The Big O can evaluate the complexity growth rate for any algorithm used in code. However, the asymptotic essence of documented algorithms does not allow to be sure which algorithm will be "faster" at a specific scale.

Standard library algorithms are usually optimized very well. But when an algorithm is custom-written for a specific application, not only pre-asymptotic behavior but also hardware optimization levels, CPU characteristics, and instruction patterns may affect the performance management pretty much.

The best approach is not only to understand the K-factor of the algorithm, but also to understand where this algorithm is applied. This includes, but is not limited to, knowing the median/average/edge-case ranges of the N-scale.

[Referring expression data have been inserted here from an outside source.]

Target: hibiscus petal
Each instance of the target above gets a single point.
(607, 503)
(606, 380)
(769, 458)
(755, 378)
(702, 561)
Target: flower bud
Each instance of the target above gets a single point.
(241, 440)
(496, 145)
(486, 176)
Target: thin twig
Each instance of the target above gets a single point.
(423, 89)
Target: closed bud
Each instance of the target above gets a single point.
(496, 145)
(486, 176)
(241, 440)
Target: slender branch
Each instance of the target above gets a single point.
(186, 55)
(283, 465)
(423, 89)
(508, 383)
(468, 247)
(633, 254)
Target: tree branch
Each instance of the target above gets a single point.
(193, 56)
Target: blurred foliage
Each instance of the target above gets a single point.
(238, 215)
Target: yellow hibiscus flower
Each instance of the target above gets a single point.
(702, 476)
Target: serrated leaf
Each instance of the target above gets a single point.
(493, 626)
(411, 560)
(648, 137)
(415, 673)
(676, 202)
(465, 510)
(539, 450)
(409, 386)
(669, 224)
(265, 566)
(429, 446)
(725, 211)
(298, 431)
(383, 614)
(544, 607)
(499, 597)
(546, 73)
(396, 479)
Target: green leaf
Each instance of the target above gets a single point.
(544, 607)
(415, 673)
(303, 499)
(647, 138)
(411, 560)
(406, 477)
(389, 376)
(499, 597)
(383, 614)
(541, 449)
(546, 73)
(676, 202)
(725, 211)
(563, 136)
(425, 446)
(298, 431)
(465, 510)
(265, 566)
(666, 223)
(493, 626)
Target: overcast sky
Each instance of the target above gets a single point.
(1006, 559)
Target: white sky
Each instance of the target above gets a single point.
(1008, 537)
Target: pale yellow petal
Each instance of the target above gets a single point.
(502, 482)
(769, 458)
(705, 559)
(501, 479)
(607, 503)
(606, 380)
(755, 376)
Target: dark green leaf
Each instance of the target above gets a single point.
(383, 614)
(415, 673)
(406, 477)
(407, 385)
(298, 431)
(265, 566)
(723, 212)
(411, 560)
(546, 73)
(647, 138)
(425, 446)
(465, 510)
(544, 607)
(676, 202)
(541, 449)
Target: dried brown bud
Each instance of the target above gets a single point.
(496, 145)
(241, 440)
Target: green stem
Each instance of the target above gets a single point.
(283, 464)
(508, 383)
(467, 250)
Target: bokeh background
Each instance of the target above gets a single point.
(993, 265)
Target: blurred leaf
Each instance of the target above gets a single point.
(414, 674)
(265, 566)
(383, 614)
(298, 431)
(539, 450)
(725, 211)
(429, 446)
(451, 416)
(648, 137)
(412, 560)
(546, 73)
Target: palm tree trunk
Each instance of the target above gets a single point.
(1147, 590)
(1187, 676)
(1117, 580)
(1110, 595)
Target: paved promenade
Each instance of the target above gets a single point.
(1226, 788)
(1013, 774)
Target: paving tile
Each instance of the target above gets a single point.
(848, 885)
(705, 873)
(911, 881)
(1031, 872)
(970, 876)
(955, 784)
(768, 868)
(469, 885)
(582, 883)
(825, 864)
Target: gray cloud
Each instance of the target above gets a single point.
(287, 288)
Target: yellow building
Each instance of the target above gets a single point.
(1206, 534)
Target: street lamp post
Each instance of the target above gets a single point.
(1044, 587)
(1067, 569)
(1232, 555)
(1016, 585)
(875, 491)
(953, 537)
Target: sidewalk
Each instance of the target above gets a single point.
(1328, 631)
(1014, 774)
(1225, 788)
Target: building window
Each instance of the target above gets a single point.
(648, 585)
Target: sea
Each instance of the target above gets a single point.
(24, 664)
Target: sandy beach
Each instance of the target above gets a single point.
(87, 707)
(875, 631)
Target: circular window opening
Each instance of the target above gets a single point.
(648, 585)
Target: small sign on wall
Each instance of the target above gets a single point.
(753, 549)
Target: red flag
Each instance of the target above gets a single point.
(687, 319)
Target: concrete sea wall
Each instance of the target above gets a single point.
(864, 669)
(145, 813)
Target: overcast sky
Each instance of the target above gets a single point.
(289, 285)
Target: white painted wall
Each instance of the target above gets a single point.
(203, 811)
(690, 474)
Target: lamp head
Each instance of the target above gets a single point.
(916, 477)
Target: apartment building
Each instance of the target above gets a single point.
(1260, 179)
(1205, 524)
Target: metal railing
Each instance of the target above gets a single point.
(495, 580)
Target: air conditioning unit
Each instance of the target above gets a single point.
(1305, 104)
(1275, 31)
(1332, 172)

But what is a "big enough" N? When will the asymptotics show the difference according to the Big O estimation? This purely depends on the specifics of the algorithm, the data distribution, and many other factors. As with the "quick/insertion sort" issue, the cross-point could be:

• below N ≈ 45 in a simple benchmark;
• below N ≈ 24 in the standard C++ library implementation;
• above 10ᵐ, depending on the dataset, cache locality, machine code, etc.

The actual cross-point may vary noticeably - sometimes by several orders of magnitude.

Remember, Big O is neither a performance factor nor actual runtime. It is only the rate of complexity growth, always specified in the asymptotic sense (not from the pre-asymptotic POV). This requires in-depth analysis during optimization and may give relatively easy performance wins.